Per questo motivo è stato realizzato un monitoraggio e uno studio, “Marketing of Tourism Destination in the Context of Tiger Safari” unico nel suo genere, basato su dati empirici per aiutare a identificare il percorso nella foresta che dà la maggiore probabilità di avvistamento della tigre.
Un bell’aiuto al PIL
I viaggi turistici hanno svolto un ruolo fondamentale nello sviluppo economico di diversi paesi sin dalla Seconda guerra mondiale. Con un contributo di 8,8 trilioni di dollari al PIL globale, i viaggi turistici sono diventati un’industria significativamente importante. Si stima che cresca a un tasso del 3,8% annuo e questo fa comprendere anche come le limitazioni imposte dal Covid possano aver impattato su alcune aree del mondo. Per quanto riguarda il turismo legato alla fauna selvatica si stima che rappresenti il 10% del PIL globale.
Il turismo della tigre in India
Nel 2018, l’industria del turismo in India ha contribuito con 247 miliardi di dollari al PIL del paese, pari al 6,7% del totale.
All’interno dell’offerta turistica indiana, le attività di osservazione della tigre svolgono un ruolo cruciale nell’attrarre visitatori, in particolare negli stati dell’India centrale, come Maharashtra, Madhya Pradesh (Parco nazionale di Bandhavgarh) e Chhattisgarh.
Molti operatori hanno registrato una domanda crescente di tour di questo tipo.
Tuttavia, nel mondo il numero di tigri in natura si è drasticamente ridotto, passando dalle decine di migliaia di esemplari esistenti più di duecento anni fa ad appena due o tremila individui, come stimato nel 2014 dall’Unione internazionale per la conservazione della natura.
Vedere la tigre a tutti i costi
Ora il vero problema è che il turista che spende molti soldi per un viaggio in India si augura di avere la certezza di osservare la tigre, che in molti casi, invece, non riuscirà a vedere.
Lo studio di cui parlavamo fornisce alle guide forestali delle riserve un prezioso aiuto per identificare i sentieri lungo i quali si avrà maggiore probabilità di avvistare le tigri, evitando tutta una serie di problemi innescati dal tentativo di soddisfare i clienti a tutti costi.

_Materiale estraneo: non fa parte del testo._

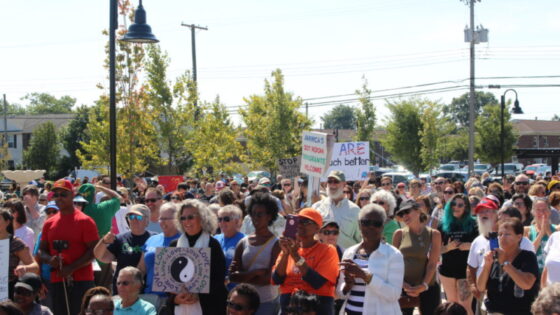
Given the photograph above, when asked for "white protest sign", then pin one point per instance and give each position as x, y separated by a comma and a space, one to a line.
314, 153
289, 168
352, 158
4, 261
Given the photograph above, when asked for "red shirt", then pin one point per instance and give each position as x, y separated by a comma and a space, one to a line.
76, 228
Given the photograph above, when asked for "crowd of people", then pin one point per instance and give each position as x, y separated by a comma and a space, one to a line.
361, 247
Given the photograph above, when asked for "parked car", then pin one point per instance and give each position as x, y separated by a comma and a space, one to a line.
461, 176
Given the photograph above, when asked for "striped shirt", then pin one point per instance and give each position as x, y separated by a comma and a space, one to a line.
355, 303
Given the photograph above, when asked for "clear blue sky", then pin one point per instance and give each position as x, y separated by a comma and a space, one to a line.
324, 47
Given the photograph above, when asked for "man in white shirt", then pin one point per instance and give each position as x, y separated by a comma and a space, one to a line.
341, 210
487, 219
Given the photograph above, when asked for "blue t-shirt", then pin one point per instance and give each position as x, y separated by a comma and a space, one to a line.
228, 247
149, 250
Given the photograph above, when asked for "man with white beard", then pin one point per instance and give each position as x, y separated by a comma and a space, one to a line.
336, 207
487, 219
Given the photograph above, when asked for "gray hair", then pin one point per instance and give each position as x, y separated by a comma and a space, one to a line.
386, 197
548, 301
232, 210
373, 208
136, 274
208, 219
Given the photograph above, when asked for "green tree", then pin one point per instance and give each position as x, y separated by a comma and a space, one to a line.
458, 109
340, 117
137, 146
44, 149
173, 103
274, 124
404, 128
488, 147
365, 118
214, 141
44, 103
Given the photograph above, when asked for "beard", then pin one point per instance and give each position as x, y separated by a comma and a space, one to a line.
335, 194
484, 226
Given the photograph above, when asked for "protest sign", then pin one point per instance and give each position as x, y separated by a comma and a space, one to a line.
289, 168
170, 182
180, 269
4, 258
350, 157
314, 153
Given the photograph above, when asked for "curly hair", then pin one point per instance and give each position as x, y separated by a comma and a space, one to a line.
265, 200
208, 219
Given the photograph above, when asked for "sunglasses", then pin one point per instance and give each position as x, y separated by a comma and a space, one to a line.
235, 306
403, 213
188, 217
224, 219
136, 217
374, 223
305, 221
329, 232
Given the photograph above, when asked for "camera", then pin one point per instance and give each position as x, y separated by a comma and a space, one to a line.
60, 245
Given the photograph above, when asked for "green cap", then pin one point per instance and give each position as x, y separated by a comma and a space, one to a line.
339, 175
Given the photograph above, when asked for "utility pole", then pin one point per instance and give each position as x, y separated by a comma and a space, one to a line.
193, 41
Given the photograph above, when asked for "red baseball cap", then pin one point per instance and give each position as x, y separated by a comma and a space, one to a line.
63, 184
312, 215
485, 203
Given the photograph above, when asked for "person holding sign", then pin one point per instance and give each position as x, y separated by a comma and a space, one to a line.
197, 223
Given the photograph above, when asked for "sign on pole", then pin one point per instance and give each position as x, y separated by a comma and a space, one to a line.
289, 168
4, 262
314, 153
352, 158
182, 269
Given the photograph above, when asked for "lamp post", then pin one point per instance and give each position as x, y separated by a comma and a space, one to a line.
138, 32
516, 110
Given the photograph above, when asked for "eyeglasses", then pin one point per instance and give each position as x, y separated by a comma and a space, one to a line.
305, 221
136, 217
224, 219
188, 217
23, 292
374, 223
329, 232
235, 306
402, 213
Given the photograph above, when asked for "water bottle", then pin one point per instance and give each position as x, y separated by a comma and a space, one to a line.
518, 292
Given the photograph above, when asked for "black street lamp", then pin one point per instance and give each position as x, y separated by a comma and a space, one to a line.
138, 32
516, 110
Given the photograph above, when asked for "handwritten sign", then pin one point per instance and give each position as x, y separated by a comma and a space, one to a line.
170, 182
180, 269
4, 277
314, 153
352, 158
289, 168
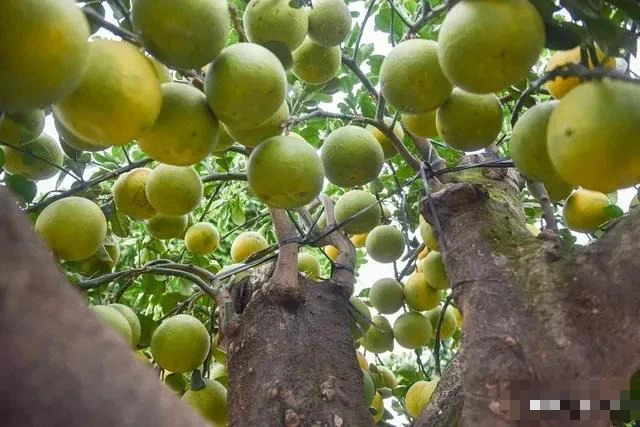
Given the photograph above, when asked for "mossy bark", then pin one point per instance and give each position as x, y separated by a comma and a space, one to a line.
534, 311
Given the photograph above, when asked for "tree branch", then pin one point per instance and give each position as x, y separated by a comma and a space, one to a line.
81, 186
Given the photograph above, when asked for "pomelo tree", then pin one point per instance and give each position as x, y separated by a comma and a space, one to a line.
205, 180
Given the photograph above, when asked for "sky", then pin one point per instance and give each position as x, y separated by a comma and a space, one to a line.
373, 270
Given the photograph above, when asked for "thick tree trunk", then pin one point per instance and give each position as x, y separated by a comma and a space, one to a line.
295, 365
60, 365
534, 311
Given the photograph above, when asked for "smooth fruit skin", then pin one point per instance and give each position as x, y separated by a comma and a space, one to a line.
202, 238
379, 337
272, 127
449, 324
308, 265
363, 207
115, 320
210, 402
412, 330
351, 156
73, 228
74, 141
411, 78
132, 320
386, 295
593, 136
419, 295
388, 148
423, 124
469, 121
285, 172
528, 144
329, 22
275, 21
560, 86
118, 98
21, 128
186, 130
129, 194
174, 190
315, 64
485, 46
26, 162
164, 227
584, 210
434, 271
182, 34
245, 85
246, 244
37, 77
180, 344
385, 244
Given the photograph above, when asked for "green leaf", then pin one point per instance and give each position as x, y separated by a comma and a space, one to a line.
613, 211
21, 187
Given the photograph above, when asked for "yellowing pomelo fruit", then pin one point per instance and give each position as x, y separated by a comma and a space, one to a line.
275, 21
386, 295
385, 244
379, 337
115, 320
186, 130
245, 85
119, 96
308, 265
469, 121
411, 78
254, 136
485, 46
132, 319
210, 402
35, 160
387, 146
351, 156
44, 49
412, 330
423, 124
593, 133
360, 208
560, 86
246, 244
584, 210
315, 64
329, 22
285, 172
129, 194
21, 128
419, 295
180, 343
73, 228
74, 141
434, 271
202, 238
163, 226
418, 397
186, 34
449, 324
173, 190
427, 235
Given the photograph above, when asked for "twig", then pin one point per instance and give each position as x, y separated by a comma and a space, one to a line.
86, 184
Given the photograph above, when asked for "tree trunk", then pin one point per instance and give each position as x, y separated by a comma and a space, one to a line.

Infatti, i conducenti dei fuoristrada appena sentono via radio di un avvistamento convergono velocemente tutti nello stesso luogo, generando grande confusione.
Come ha dimostrato in una ricerca il naturalista inglese Cohen, a questo caos si aggiunge persino la tendenza a offrire safari notturni, severamente vietati.

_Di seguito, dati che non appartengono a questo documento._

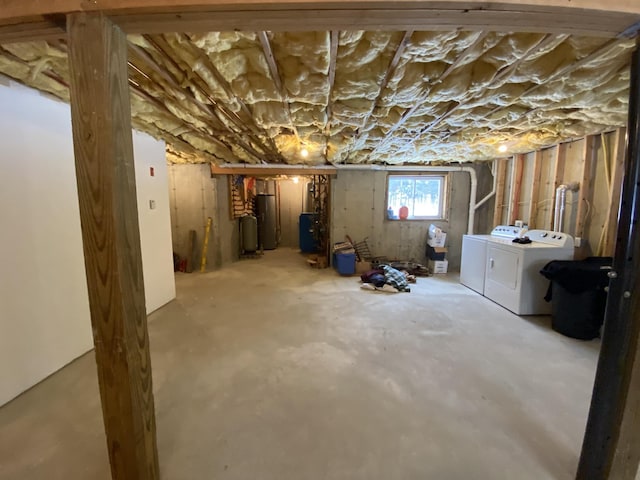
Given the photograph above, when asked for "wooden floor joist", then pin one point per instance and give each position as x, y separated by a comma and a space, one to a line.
103, 145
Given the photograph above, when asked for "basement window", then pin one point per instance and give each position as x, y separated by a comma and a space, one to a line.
416, 197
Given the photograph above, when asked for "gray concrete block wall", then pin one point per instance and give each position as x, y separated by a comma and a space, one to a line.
194, 197
359, 210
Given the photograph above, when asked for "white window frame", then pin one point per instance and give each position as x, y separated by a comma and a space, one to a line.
443, 197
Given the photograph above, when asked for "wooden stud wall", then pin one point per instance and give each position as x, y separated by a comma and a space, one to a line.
529, 193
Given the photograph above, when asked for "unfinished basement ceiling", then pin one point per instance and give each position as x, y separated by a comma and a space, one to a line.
357, 96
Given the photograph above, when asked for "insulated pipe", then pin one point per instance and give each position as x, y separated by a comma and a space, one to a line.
561, 200
561, 203
385, 168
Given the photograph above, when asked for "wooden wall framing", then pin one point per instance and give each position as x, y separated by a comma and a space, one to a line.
103, 145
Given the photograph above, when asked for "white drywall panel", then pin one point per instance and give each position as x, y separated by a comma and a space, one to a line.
44, 310
154, 220
44, 307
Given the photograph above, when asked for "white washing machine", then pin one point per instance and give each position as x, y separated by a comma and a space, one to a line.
473, 264
511, 275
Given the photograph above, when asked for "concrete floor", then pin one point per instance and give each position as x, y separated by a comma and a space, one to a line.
271, 370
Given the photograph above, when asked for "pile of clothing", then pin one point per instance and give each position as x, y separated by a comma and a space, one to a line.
387, 278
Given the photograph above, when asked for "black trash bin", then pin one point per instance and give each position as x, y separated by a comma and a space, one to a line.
577, 294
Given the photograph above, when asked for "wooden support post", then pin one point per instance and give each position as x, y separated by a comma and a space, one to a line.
617, 172
586, 186
101, 118
516, 188
558, 173
611, 447
535, 189
501, 174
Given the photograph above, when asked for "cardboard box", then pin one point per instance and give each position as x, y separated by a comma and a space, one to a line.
438, 266
436, 253
438, 241
345, 263
363, 266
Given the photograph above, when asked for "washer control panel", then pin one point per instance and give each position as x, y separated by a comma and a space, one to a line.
506, 231
557, 239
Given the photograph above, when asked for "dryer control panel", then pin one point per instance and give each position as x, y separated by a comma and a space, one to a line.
548, 237
557, 239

Altre pratiche illegali sono quelle di adescare le tigri lanciando loro della carne in modo da vederle con l’aiuto di faretti ad alta potenza.

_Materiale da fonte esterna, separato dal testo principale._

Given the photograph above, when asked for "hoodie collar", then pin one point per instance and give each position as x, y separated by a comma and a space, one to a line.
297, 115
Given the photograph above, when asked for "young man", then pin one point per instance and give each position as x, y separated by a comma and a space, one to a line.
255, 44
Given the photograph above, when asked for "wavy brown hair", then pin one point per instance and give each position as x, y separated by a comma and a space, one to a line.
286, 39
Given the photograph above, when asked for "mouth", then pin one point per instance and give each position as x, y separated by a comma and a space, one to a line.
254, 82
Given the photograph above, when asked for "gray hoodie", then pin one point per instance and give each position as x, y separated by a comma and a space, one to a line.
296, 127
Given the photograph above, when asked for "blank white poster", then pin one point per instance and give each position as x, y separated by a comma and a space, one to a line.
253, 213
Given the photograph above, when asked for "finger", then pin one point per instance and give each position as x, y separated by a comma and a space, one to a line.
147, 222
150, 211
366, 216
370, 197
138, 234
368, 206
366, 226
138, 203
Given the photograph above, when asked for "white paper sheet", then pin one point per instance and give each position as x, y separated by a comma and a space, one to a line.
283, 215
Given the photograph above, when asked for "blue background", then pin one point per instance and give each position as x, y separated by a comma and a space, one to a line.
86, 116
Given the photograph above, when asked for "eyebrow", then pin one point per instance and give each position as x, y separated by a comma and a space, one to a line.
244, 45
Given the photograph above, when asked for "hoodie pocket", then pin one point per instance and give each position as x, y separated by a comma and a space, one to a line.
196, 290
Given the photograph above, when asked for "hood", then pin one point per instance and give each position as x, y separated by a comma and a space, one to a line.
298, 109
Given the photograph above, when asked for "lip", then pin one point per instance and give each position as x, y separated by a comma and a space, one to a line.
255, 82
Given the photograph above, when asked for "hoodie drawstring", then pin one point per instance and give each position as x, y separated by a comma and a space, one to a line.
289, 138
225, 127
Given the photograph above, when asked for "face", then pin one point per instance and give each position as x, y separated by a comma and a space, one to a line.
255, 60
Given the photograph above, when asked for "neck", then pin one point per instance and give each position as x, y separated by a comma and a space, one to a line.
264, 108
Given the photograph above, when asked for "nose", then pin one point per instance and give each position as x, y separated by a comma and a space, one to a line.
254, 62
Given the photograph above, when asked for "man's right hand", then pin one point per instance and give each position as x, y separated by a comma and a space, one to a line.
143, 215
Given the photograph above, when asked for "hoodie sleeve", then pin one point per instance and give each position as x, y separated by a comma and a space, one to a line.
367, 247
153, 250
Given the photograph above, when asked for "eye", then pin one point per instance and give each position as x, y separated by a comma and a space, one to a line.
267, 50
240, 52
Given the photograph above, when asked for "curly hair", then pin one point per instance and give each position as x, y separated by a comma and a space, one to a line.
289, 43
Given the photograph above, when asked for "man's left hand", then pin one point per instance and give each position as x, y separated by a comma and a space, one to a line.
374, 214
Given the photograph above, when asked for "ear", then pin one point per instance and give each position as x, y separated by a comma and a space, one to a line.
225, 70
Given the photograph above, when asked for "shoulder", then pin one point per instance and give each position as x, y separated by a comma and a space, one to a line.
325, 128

Un’altra prassi criticata è l’utilizzo di sistemi di radiotelemetria per rintracciare le tigri, pratica che gli stessi turisti hanno trovato deludente perché dava loro la sensazione di osservare un animale in cattività e non durante un safari.
Per questo motivo, approfittando della pandemia che ha drasticamente contratto il turismo nella giungla, sono stati creati nuovi protocolli per creare regole per soddisfare il pubblico nel rispetto della foresta e dei suoi animali.
Un nuovo approccio etico
Gli studi precedenti avevano focalizzato principalmente “punti di interesse” di natura statica (ad es. laghi, montagne, siti storici e percorsi panoramici), mentre questo studio si è concentrato su percorsi e non punti.
Infatti, lo stesso percorso può essere visitato diverse volte poiché in questo caso il punto di interesse non è un paesaggio statico ma è una tigre, ovvero un animale in movimento che viene seguito da un altro oggetto mobile, ovvero una jeep da safari.
È chiaro che questo sistema non garantisce l’avvistamento delle tigri, ma pone attenzione sull’etica di un’osservazione più controllata delle tigri ricordando che questi animali possono costituire una fonte di guadagno per le popolazioni locali e sono quindi un valido strumento politico per giustificare le azioni a sostegno della conservazione delle stesse tigri.
L’equilibrio tra un corretto approccio etico di valorizzazione naturalistica e lo sfruttamento sconsiderato di un’area con il turismo verde è sovente molto labile.
Questo recente studio e protocollo dimostra la volontà di pensare e agire nella giusta direzione per il bene della tigre e del turismo.